Başrollerinde Oscar Isaac, Charlotte Le Bon ve Christian Bale’ın oynadığı, sözde Ermeni soykırımını konu edinen “The Promise” adlı filmin vizyona girdiği dönemde kaleme aldığı 25 Nisan 2022 tarihli “Soykırım korosu, cehalet ikliminden cesaret alıyor” başlıklı yazısında Yılmaz Özdil şu satırlara yer vermiş:

“ABD’de bir roman piyasaya çıktı.

Musa Dağı’nda Kırk Gün…

Avusturyalı yazar Franz Werfel’in romanıydı.

Aniden, en çok satan kitaplar listesinde bir numara oldu.

Tehcir sırasında Hatay’daki Musa Dağı’na sığınan dört bin kadar Ermeni’nin kırk gün boyunca Osmanlı güçlerine direnişini anlatıyordu, Osmanlı’yı yerden yere vuruyor, Türkleri canilikle suçluyor, insanlık dışı davranmakla suçluyor, çocuk kıyımı yaptığımızı iddia ediyordu.”

“New York Times’ın başı çektiği Amerikan gazeteleri, adeta koro halinde bu kitabı yazıyordu, ballandıra ballandıra övüyorlardı.

Hollywood’ta mutlaka film olması için çağrıda bulunuyorlardı.

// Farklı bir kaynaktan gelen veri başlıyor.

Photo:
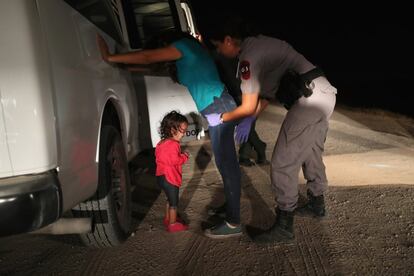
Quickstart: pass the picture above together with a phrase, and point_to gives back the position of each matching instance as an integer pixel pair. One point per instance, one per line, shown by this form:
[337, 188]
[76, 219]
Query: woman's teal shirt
[197, 71]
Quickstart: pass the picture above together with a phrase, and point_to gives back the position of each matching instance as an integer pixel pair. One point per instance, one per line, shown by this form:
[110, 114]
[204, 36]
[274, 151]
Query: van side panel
[26, 98]
[83, 83]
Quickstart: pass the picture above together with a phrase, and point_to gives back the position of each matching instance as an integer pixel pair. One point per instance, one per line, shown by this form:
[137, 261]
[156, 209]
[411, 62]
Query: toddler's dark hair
[171, 123]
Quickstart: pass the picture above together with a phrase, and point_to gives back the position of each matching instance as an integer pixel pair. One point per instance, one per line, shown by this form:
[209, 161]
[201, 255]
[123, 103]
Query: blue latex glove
[243, 129]
[213, 119]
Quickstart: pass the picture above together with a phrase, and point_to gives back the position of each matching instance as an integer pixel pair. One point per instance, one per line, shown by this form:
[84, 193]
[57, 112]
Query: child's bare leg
[173, 215]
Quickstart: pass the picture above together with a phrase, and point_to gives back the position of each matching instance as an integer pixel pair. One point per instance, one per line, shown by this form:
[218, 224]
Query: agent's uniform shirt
[262, 62]
[197, 71]
[169, 160]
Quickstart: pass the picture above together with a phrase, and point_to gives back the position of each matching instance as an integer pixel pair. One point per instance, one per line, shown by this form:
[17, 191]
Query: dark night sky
[366, 52]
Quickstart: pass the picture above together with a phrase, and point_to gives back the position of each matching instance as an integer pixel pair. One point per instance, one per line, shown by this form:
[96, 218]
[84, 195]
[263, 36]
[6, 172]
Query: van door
[144, 20]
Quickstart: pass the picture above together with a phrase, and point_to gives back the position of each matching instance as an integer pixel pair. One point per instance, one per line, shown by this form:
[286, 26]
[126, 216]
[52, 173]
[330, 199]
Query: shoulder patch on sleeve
[244, 69]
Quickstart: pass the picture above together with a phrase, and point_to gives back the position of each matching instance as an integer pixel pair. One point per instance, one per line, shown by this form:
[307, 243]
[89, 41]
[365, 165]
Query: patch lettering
[244, 69]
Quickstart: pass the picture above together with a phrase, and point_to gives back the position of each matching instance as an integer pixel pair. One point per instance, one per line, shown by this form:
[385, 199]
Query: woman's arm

Gişe rekoru kırar diyerek teşvik ediyorlardı.

Hollywood’un devlerinden olan Metro Goldwyn-Mayer şirketi, bu romanın yayın haklarını satın aldı, senaryo çalışmalarına başladı.

Washington büyükelçimiz Ahmet Münir Ertegün’dü, bu gelişmelerden haberi oldu, derhal Ankara’yı bilgilendirdi.

Ankara da derhal ABD’nin Ankara büyükelçisini dışişleri bakanlığımıza çağırdı, uyardı.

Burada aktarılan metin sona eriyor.